Compilers

PEG and Packrat Parsing

For years the Python parser suffered from LL(1) limitations of the pgen generator: f-strings were parsed with a separate regular expression inside the lexer, expression-specific constructs needed hacks, and pattern matching seemed impossible. In 2020 Guido van Rossum, Pablo Galindo, and Lysandros Nikolaou rewrote the Python core to use a PEG parser (PEP 617). Pattern matching arrived in Python 3.10 a year later - the grammar finally allowed it. The story of PEG is a story of how switching the parsing model from CFG to deterministic PEG unlocked language features that had been out of reach for 20 years.

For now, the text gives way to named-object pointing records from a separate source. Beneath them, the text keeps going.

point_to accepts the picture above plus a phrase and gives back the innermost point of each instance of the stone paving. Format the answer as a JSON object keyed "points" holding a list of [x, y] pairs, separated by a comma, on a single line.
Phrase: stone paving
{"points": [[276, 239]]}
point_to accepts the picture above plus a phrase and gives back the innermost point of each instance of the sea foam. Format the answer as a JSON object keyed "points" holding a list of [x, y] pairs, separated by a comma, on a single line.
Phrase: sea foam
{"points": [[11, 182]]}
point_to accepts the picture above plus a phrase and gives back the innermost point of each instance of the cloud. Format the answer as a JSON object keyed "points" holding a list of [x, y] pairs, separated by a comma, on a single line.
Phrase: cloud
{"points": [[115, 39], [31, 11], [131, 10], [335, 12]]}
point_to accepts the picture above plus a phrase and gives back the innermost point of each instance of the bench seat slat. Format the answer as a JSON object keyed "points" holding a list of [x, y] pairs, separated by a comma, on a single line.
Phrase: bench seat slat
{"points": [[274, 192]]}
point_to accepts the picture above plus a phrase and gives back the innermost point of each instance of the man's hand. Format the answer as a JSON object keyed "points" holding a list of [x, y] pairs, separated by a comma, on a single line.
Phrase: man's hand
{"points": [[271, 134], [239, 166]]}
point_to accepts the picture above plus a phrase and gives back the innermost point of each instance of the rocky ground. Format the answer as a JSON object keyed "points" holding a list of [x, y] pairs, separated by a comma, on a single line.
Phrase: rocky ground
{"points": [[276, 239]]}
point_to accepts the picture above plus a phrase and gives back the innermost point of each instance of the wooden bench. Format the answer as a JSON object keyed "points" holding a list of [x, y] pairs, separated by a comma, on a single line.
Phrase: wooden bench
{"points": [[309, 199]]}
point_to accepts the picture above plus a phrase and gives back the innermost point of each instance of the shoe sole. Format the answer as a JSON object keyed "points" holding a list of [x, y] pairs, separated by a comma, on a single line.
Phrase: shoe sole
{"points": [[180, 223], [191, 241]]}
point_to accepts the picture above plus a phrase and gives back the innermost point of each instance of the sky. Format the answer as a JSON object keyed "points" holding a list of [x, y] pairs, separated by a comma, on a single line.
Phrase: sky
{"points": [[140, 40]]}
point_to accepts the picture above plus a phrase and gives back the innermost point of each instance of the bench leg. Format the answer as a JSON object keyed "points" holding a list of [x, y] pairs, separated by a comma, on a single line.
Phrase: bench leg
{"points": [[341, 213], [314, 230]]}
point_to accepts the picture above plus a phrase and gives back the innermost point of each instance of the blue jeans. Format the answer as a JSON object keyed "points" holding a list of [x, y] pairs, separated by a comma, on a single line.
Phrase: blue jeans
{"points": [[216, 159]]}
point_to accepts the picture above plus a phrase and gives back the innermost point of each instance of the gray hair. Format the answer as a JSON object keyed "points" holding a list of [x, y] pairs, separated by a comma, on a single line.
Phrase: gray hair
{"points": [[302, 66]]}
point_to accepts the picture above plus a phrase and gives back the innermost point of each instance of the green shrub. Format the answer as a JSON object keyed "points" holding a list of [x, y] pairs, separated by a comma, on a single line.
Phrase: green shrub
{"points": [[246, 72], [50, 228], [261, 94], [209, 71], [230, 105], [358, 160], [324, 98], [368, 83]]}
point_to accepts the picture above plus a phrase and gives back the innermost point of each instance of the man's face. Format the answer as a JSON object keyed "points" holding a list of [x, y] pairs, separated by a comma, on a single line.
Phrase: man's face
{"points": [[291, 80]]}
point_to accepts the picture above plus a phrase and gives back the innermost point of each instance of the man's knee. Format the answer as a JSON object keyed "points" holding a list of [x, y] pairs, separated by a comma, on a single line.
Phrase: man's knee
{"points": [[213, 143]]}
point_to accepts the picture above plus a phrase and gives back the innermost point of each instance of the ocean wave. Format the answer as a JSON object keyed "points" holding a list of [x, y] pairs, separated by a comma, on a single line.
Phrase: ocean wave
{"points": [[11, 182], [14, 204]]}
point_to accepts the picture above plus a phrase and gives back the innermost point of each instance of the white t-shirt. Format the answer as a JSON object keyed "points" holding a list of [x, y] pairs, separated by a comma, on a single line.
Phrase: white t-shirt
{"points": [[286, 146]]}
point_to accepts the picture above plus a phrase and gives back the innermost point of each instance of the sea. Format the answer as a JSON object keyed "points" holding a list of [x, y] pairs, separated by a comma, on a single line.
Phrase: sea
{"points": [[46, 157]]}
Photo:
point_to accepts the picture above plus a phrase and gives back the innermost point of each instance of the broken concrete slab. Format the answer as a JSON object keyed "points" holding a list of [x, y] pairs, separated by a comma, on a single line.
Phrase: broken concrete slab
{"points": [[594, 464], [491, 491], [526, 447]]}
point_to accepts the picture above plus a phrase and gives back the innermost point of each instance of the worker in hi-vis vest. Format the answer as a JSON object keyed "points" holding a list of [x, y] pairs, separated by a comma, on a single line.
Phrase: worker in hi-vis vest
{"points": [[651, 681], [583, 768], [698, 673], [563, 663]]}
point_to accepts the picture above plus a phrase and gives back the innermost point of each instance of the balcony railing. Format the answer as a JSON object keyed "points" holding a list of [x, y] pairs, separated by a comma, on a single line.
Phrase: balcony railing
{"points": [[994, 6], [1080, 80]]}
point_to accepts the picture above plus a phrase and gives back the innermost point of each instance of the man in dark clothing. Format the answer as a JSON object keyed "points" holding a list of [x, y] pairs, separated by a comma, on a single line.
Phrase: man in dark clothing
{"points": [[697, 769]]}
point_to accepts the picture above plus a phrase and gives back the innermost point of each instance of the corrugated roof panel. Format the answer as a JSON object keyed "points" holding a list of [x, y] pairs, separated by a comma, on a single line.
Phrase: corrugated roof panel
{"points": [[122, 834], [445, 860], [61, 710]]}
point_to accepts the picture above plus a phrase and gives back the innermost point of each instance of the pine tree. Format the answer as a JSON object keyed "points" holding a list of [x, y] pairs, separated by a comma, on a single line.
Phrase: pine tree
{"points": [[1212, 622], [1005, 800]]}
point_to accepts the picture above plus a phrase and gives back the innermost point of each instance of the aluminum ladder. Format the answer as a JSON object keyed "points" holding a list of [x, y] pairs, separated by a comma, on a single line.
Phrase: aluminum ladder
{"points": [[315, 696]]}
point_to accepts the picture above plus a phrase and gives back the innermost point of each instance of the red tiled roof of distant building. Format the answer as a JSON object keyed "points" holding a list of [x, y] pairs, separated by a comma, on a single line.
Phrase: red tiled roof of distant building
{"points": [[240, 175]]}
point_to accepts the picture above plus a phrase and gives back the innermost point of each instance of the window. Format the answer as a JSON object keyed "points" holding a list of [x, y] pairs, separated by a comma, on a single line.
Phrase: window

  • **Python 3.9+ (PEP 617):** the language core is parsed by a PEG parser with memoization - that is precisely what enabled structural pattern matching
  • **Peggy / PEG.js:** PEG parser generators for JavaScript, used in Babel, Markdown-It, and hundreds of DSL tools
  • **lark / pyparsing / parsimmon:** PEG composition libraries for building DSLs, configuration languages, and query parsers

PEG: Grammars Without Ambiguity

Chomsky's context-free grammars (CFGs) describe a set of strings - but not how to parse them. The classical arithmetic grammar allows 1+2*3 to be parsed as (1+2)*3 or 1+(2*3); the CFG says 'both are valid' even though the meaning differs. To obtain a parser the engineer adds precedences, resolves shift/reduce conflicts, and fights ambiguity. In 2004 Bryan Ford (MIT) proposed Parsing Expression Grammars (PEG) - a family of grammars in which ambiguity is impossible by construction. PEG describes not a set of strings but a parsing algorithm. Every rule is a deterministic function that returns either success with a match length or failure.

PEG operators: e1 e2 - sequence; e1 / e2 - ordered choice (try e1, on failure try e2); e* - zero or more; e+ - one or more; e? - optional; &e - lookahead without consumption; !e - negative lookahead. These operators sit in a fixed hierarchy and guarantee deterministic parsing. Modern PEG-based parsers: Python's PEP 617 (Python 3.9+) fully uses a PEG parser; ANTLR 4 uses a PEG-like scheme; libraries include lark, pyparsing, peg.js, and parsimmon.

What fundamentally distinguishes PEG from a context-free grammar (CFG)?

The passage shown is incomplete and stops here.